The selection process for the Message to Man International Film Festival’s national competition is dictated by the traditions of one of the oldest Russian film festivals. The message must truly be addressed to man – that is, to humankind. Not to the state, not to society, not to the masses, but to those specific people that are alive today, each of whom is trying to find their bearings as best they can in a rapidly changing world that eludes definition. And to us it seems that those who command the greatest trust among audiences are artists, those who are not afraid to share their own vulnerability with the viewer.
More films than usual have been selected for the national competition this year. But the total running time of the programme has not changed: the number of shorts – defined as being from nine to 30 minutes – has grown. It’s as if documentary filmmakers, especially the young ones (and as always, they are the majority in the competition), are hastening to record the “here and now” while it is still fresh, to capture the inner life of ordinary people during a time of heightened turbulence. This is the central theme of most of the films in the competition. Their authors scrutinise the quiet issues that often go unnoticed by society and the state but are fundamental for any individual in their private life.
A significant proportion of young filmmakers are interested in close human relationships, and there are plenty of films in the programme that reflect this: Alexandra Kretsan’s Hi Papa!, Inna Omelchenko’s Nevesta, Nastya Ivanova’s Dif-friend, Elizaveta Savvina’s Catching Snowflakes on Her Tongue + Cute Little Drunk and Evgeniya Gorda’s Wandering Pain and Sergei Kan’s Farewell, My Sea.
But more experienced documentary filmmakers with a higher profile also examine individual destinies and recognise the eternal themes they contain. The experience of small nations searching for their own identity within the vastness of Russia is also explored (Ivan Vlasov and Nikita Stashkevich’s The Wind Has No Tail and Tatyana Soboleva’s Against the Wind), as well as the natural feeling of loneliness for a person deprived of their habitual surroundings (Shamil Yagafarov’s To Lay Your Head). In Denis Shabayev’s film Without News, the protagonist, a priest and lover of classical ballet, tries honourably to maintain his inner harmony in the face of numerous obstacles. The author of the experimental film There Is Still More to Come Masha Godovannaya examines the familiar urban landscape through coloured filters – so recognisably ordinary, it seems, yet fraught with global catastrophe.
Modern man is in himself a complex being and experiences no less difficulty coping with the world around him; not only with himself, but also with the constantly changing social norms that he is constantly considering and applying to himself. For example, Evgeniya Dudnikova’s Teeny-Tiny focuses on the fragility of the boundaries of humanity, and the viewers themselves are asked to work out how they feel about an acute problem that is not at all medical in nature.

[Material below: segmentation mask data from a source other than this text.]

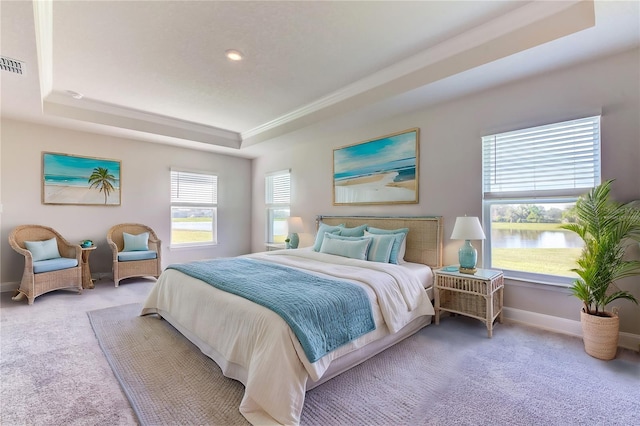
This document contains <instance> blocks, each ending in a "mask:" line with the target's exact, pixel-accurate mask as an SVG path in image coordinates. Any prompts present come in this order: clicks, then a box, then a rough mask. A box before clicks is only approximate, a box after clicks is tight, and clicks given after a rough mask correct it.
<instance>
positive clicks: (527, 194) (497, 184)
mask: <svg viewBox="0 0 640 426" xmlns="http://www.w3.org/2000/svg"><path fill="white" fill-rule="evenodd" d="M482 155H483V157H482V164H483V184H484V188H483V191H484V198H485V199H499V198H509V197H514V196H518V197H522V196H525V197H538V196H540V197H544V196H577V195H580V194H582V193H584V192H586V191H587V190H589V189H590V188H593V187H594V186H597V185H598V184H599V183H600V116H595V117H588V118H582V119H578V120H572V121H565V122H562V123H555V124H549V125H546V126H539V127H532V128H529V129H524V130H516V131H513V132H507V133H500V134H496V135H490V136H485V137H483V138H482Z"/></svg>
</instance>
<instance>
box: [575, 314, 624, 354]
mask: <svg viewBox="0 0 640 426" xmlns="http://www.w3.org/2000/svg"><path fill="white" fill-rule="evenodd" d="M607 315H608V316H606V317H600V316H597V315H589V314H585V313H584V311H580V322H581V323H582V340H583V342H584V350H585V352H586V353H588V354H589V355H591V356H592V357H594V358H598V359H603V360H610V359H614V358H615V357H616V353H617V352H618V334H619V330H620V318H619V317H618V315H617V314H615V313H610V312H608V313H607Z"/></svg>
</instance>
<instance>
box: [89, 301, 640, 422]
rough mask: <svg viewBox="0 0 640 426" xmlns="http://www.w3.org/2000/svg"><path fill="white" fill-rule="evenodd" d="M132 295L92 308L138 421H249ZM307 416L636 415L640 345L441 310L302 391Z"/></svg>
mask: <svg viewBox="0 0 640 426" xmlns="http://www.w3.org/2000/svg"><path fill="white" fill-rule="evenodd" d="M139 312H140V305H139V304H135V303H134V304H127V305H122V306H116V307H110V308H106V309H99V310H94V311H91V312H89V313H88V314H89V318H90V322H91V325H92V327H93V329H94V332H95V334H96V337H97V339H98V341H99V344H100V347H101V348H102V350H103V352H104V354H105V356H106V358H107V360H108V362H109V364H110V365H111V367H112V369H113V371H114V374H115V376H116V377H117V379H118V381H119V382H120V384H121V386H122V388H123V390H124V392H125V394H126V395H127V398H128V399H129V401H130V403H131V405H132V407H133V409H134V411H135V413H136V415H137V416H138V420H139V422H140V424H142V425H165V424H180V425H187V424H201V425H203V424H207V425H241V424H247V422H246V421H245V419H244V418H243V417H242V415H241V414H240V413H239V411H238V406H239V404H240V400H241V398H242V394H243V391H244V388H243V386H242V384H240V383H239V382H236V381H234V380H231V379H228V378H226V377H224V376H223V375H222V374H221V372H220V369H219V368H218V367H217V365H216V364H215V363H214V362H213V361H212V360H210V359H209V358H208V357H206V356H205V355H203V354H202V353H201V352H200V351H199V350H198V349H197V348H196V347H195V346H194V345H192V344H191V343H190V342H189V341H188V340H187V339H186V338H184V337H183V336H182V335H181V334H180V333H178V332H177V331H176V330H175V329H174V328H173V327H171V325H170V324H168V323H167V322H166V321H162V320H159V319H158V318H157V317H155V316H147V317H140V316H138V313H139ZM301 424H302V425H323V426H325V425H450V424H456V425H581V424H590V425H600V424H603V425H604V424H608V425H632V424H633V425H636V424H640V355H639V354H638V353H635V352H631V351H621V352H620V354H619V355H618V357H617V358H616V359H615V360H613V361H609V362H605V361H600V360H597V359H594V358H591V357H590V356H588V355H587V354H586V353H585V352H584V350H583V347H582V341H581V340H580V339H578V338H572V337H567V336H564V335H559V334H554V333H549V332H545V331H541V330H537V329H533V328H529V327H525V326H521V325H517V324H501V325H498V326H497V327H496V329H495V330H494V337H493V338H492V339H488V338H487V337H486V329H485V328H484V326H483V325H482V324H481V323H480V322H478V321H475V320H472V319H469V318H465V317H449V318H444V319H442V321H441V323H440V325H438V326H436V325H431V326H428V327H426V328H424V329H423V330H421V331H420V332H419V333H417V334H416V335H414V336H412V337H410V338H408V339H406V340H405V341H403V342H401V343H399V344H398V345H396V346H394V347H392V348H390V349H387V350H386V351H384V352H383V353H381V354H379V355H377V356H376V357H374V358H372V359H370V360H368V361H366V362H364V363H362V364H361V365H359V366H357V367H355V368H353V369H352V370H350V371H348V372H346V373H343V374H342V375H340V376H338V377H336V378H334V379H332V380H330V381H328V382H327V383H325V384H323V385H321V386H319V387H318V388H316V389H313V390H311V391H309V392H308V393H307V395H306V401H305V407H304V410H303V413H302V421H301Z"/></svg>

Of course, the search for new ways of cinematic expression is important for the Message to Man festival, but it is clear that there are currently no new distinctive aesthetic trends in the world. But there are local nuances. For example, Russian films are increasingly returning to the use of off-screen narration by the protagonist or filmmaker, including those selected for the national competition – although until recently, independent filmmakers rejected this technique, believing that the viewer has more freedom and greater opportunity to interpret films when free of the verbal formulations imposed by a director. For instance, in Marina Razbezhkina’s school there was an outright ban on narration. But the active use of it in modern films is not associated with didactics, but with the desire to get closer to a person’s inner world, to hear their intonations, to discover their attitudes and to correlate the narration with the image.
Vladimir Popov’s film La Ville en Rose is built entirely on the complex interaction between the everyday life of a small town and the joyful intonations of one of the characters. Alexei Fedorchenko, author of the film almanac #underfoot, reflects on rituals and memory. In each of the film’s four novellas he either invites the viewer to look more closely at the screen or makes use of subtitles. In the final part, Fedorchenko himself becomes the subject of his own film and his voice is heard narrating events. In the short Text for a Film Pitch the voice of the filmmaker, Dasha Likhaya, gathers experiments with image into a very personal story. With Hydroelectric Joy, Alexander Markov offers viewers what appears at first glance to be a historical montage film, but in fact he is interested not in the construction of the Aswan dam, but in the feelings of a man who took part in the project, a private drama set against the backdrop of the challenges of industrialisation. The film is accompanied by the narrated real-life correspondence between the protagonist, a simple Soviet hydro engineer sent to Egypt, and his beloved, who is waiting for him back in Leningrad.
Montage of historical footage, whether family videos (on VHS or taken from social networks) or professional newsreels found in the state archives, has become free and capricious as associations, and nowadays is rarely absent from a film.
Contemporary cinematic language, with its extremely wide possibilities, both experimental and traditional, allows filmmakers to deal with very subtle matters: with feelings and sensations, pain, anxiety, with the search for happiness and understanding – and not to crush an individual’s creative potential with a rigid form of art.